Sophie: kernel-2.6.18-238.el5 src

kernel-2.6.18-238.el5.src.rpm

From: Herbert Xu <herbert.xu@redhat.com>
Date: Fri, 13 Feb 2009 16:23:46 +0800
Subject: [net] handle non-linear packets in skb_checksum_setup
Message-id: 20090213082346.GA25550@gondor.apana.org.au
O-Subject: [RHEL5.4 PATCH] net: Handle non-linear packets in skb_checksum_setup
Bugzilla: 477012
RH-Acked-by: Neil Horman <nhorman@redhat.com>
RH-Acked-by: Neil Horman <nhorman@redhat.com>
RH-Acked-by: David Miller <davem@redhat.com>
RH-Acked-by: Thomas Graf <tgraf@redhat.com>

Hi:

RHEL5.4 BZ #477012

This patch fixes a bug that causes certain packets from guests
to be dropped by the host.  The bug is triggered when the guest
gives us a packet with a head that is too small.  In this particular
instance, it was caused by a guest with slab debugging enabled,
which results in skb->data crossing a page boundary.

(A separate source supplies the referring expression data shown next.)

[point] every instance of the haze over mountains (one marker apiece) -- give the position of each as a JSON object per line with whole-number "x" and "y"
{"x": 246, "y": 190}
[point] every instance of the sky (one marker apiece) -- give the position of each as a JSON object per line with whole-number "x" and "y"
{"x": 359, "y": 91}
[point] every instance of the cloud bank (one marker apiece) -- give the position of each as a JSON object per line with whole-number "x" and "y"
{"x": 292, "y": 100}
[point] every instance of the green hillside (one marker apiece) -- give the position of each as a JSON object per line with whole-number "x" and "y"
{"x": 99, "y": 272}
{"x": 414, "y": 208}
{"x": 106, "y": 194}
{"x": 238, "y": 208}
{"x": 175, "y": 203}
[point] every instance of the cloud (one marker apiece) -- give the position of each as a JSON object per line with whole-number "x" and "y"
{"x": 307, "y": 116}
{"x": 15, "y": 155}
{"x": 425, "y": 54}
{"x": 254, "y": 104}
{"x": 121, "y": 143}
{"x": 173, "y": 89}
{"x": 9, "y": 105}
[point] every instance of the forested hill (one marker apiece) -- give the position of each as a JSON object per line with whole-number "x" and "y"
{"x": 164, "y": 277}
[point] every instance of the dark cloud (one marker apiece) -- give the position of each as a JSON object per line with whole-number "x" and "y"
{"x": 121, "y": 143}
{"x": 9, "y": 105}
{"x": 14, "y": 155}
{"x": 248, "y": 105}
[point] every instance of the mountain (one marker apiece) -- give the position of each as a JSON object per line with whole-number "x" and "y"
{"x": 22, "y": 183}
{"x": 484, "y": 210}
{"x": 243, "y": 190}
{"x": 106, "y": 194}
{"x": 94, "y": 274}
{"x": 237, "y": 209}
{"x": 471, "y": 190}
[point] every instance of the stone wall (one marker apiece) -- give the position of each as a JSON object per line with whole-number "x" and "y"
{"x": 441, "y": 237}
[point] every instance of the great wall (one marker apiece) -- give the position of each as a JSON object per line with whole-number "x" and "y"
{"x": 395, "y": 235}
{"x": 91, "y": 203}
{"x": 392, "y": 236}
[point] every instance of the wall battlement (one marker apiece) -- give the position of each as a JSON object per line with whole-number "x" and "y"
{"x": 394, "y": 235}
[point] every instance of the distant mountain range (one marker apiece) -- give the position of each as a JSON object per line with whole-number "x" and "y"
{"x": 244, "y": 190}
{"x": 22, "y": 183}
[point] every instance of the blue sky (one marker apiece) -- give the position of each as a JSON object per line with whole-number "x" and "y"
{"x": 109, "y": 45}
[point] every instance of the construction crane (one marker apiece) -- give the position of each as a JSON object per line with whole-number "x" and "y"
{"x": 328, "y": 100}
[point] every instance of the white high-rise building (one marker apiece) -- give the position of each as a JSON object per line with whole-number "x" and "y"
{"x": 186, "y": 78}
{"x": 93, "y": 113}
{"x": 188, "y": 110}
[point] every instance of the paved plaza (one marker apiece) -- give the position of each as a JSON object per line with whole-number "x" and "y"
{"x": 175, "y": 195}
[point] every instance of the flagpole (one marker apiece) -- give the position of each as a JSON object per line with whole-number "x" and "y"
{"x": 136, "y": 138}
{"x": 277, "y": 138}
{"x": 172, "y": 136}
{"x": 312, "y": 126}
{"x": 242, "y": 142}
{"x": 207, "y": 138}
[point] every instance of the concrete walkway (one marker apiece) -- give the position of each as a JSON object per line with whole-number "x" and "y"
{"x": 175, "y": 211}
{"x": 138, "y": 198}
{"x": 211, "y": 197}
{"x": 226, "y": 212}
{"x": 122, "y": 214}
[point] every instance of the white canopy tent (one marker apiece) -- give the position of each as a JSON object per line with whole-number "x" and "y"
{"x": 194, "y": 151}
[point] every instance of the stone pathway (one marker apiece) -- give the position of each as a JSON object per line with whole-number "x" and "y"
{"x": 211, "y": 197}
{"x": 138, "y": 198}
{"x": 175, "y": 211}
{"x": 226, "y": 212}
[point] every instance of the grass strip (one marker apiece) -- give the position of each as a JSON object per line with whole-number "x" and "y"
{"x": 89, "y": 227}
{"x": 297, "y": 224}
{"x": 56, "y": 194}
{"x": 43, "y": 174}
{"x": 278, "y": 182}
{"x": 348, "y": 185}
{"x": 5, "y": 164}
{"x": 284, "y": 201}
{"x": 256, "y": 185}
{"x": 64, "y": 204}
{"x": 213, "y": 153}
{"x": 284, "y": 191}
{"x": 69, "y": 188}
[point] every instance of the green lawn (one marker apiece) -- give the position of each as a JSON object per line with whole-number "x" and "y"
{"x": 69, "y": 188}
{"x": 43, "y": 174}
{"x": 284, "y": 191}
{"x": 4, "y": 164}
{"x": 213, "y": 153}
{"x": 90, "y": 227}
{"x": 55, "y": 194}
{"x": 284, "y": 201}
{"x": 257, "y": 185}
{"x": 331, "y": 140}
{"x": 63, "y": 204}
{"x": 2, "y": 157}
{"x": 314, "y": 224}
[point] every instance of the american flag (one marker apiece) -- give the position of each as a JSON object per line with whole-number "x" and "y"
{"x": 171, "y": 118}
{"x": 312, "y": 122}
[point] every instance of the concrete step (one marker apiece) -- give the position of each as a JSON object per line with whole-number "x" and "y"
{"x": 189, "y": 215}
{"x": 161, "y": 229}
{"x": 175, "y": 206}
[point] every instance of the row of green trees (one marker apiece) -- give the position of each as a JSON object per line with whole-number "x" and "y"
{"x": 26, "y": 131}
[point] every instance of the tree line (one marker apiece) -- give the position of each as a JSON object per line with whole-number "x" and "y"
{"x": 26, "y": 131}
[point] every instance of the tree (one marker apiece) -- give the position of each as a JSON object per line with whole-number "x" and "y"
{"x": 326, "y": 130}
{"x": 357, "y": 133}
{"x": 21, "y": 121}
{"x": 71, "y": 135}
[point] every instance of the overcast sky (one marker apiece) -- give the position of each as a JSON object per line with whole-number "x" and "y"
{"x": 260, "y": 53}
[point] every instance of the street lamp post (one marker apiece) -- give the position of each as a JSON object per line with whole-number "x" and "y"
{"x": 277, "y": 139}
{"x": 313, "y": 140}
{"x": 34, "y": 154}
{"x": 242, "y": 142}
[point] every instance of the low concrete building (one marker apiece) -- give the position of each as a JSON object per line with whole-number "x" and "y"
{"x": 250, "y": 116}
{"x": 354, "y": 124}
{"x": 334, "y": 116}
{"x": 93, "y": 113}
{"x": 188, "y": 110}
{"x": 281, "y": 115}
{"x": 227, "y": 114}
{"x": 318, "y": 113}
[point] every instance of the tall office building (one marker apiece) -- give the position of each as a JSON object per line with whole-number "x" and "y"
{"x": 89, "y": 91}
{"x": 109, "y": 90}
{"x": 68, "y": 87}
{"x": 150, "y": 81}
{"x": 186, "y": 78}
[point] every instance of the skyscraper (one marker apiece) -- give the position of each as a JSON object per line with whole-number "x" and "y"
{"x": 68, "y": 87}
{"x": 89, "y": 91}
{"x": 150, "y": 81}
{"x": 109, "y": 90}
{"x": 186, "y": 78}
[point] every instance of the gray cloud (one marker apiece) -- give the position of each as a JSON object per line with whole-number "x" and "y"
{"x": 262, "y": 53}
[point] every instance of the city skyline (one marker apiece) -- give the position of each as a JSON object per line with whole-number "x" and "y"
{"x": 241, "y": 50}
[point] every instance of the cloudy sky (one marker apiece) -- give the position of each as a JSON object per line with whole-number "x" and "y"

I'm surprised that we still have slab debugging enabled as it
causes all sorts of untested code paths to be run.

In any case, this patch fixes this particular problem.  Note that
this function is Xen-specific and not part of the upstream kernel.

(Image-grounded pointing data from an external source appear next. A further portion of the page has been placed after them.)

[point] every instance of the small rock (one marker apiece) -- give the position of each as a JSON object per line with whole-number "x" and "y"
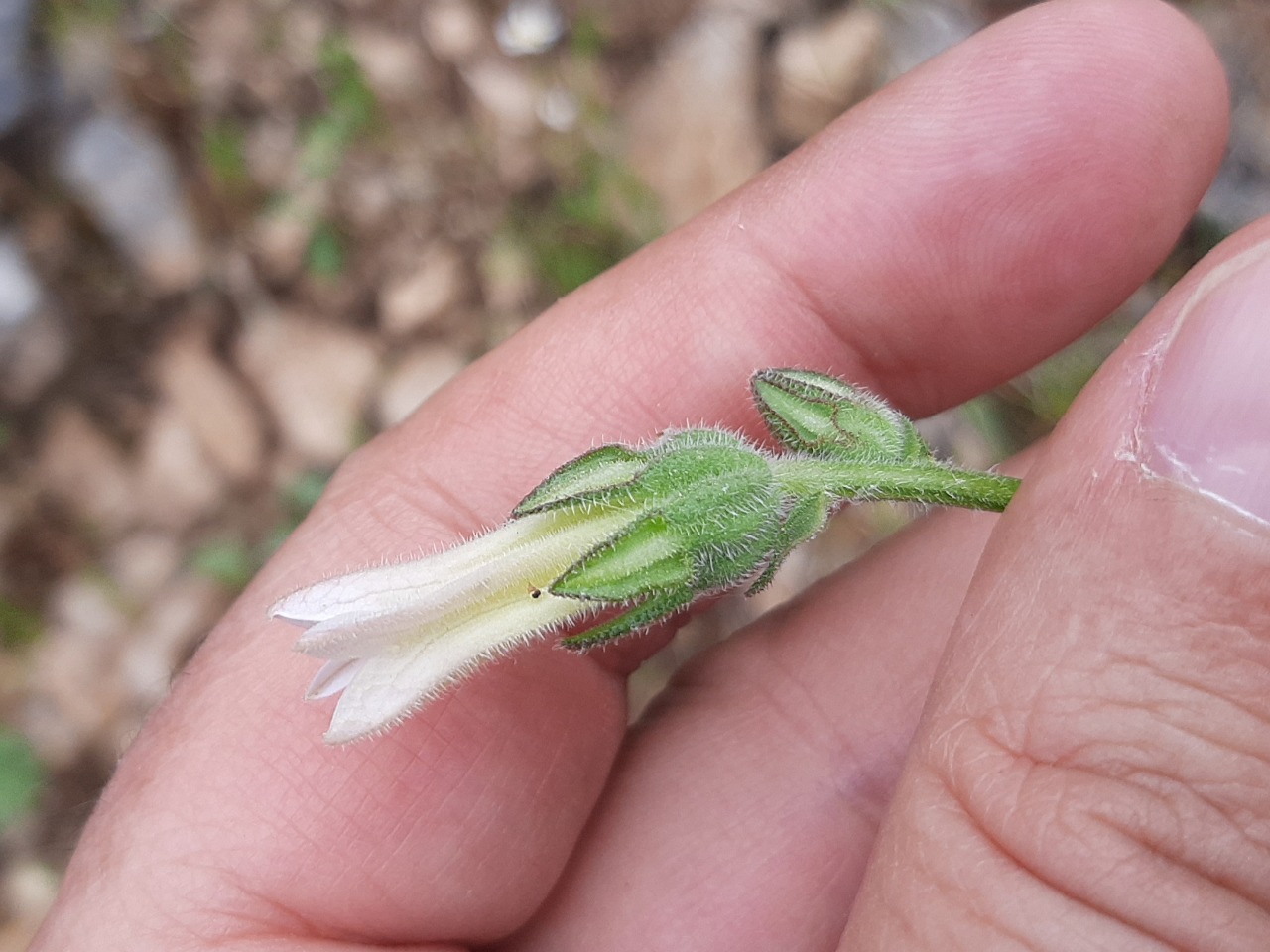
{"x": 33, "y": 340}
{"x": 177, "y": 483}
{"x": 414, "y": 299}
{"x": 507, "y": 275}
{"x": 72, "y": 694}
{"x": 452, "y": 28}
{"x": 127, "y": 180}
{"x": 19, "y": 290}
{"x": 270, "y": 150}
{"x": 393, "y": 63}
{"x": 1241, "y": 191}
{"x": 413, "y": 380}
{"x": 141, "y": 563}
{"x": 305, "y": 28}
{"x": 693, "y": 122}
{"x": 626, "y": 24}
{"x": 85, "y": 471}
{"x": 160, "y": 642}
{"x": 213, "y": 404}
{"x": 821, "y": 70}
{"x": 33, "y": 354}
{"x": 920, "y": 31}
{"x": 314, "y": 379}
{"x": 506, "y": 91}
{"x": 229, "y": 33}
{"x": 30, "y": 890}
{"x": 280, "y": 236}
{"x": 14, "y": 75}
{"x": 529, "y": 27}
{"x": 559, "y": 109}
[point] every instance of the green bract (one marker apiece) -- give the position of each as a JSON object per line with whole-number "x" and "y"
{"x": 629, "y": 534}
{"x": 715, "y": 511}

commit 746f017bfef6154649fef2b6912560aaad78b184
Author: Herbert Xu <herbert@gondor.apana.org.au>
Date:   Fri Feb 13 16:12:03 2009 +0800

    net: Handle non-linear packets in skb_checksum_setup

    Some domUs may send us non-linear packets unwittingly, e.g., because
    they have slab debugging enabled which causes packets with skb->data
    that crosses a page boundary to be generated.

    We should handle these cases instead of dropping these packets.

    In fact, dropping these packets can result in hanging TCP connections
    since TCP will continue to retransmit the same skb that crosses the
    page boundary until the connection dies.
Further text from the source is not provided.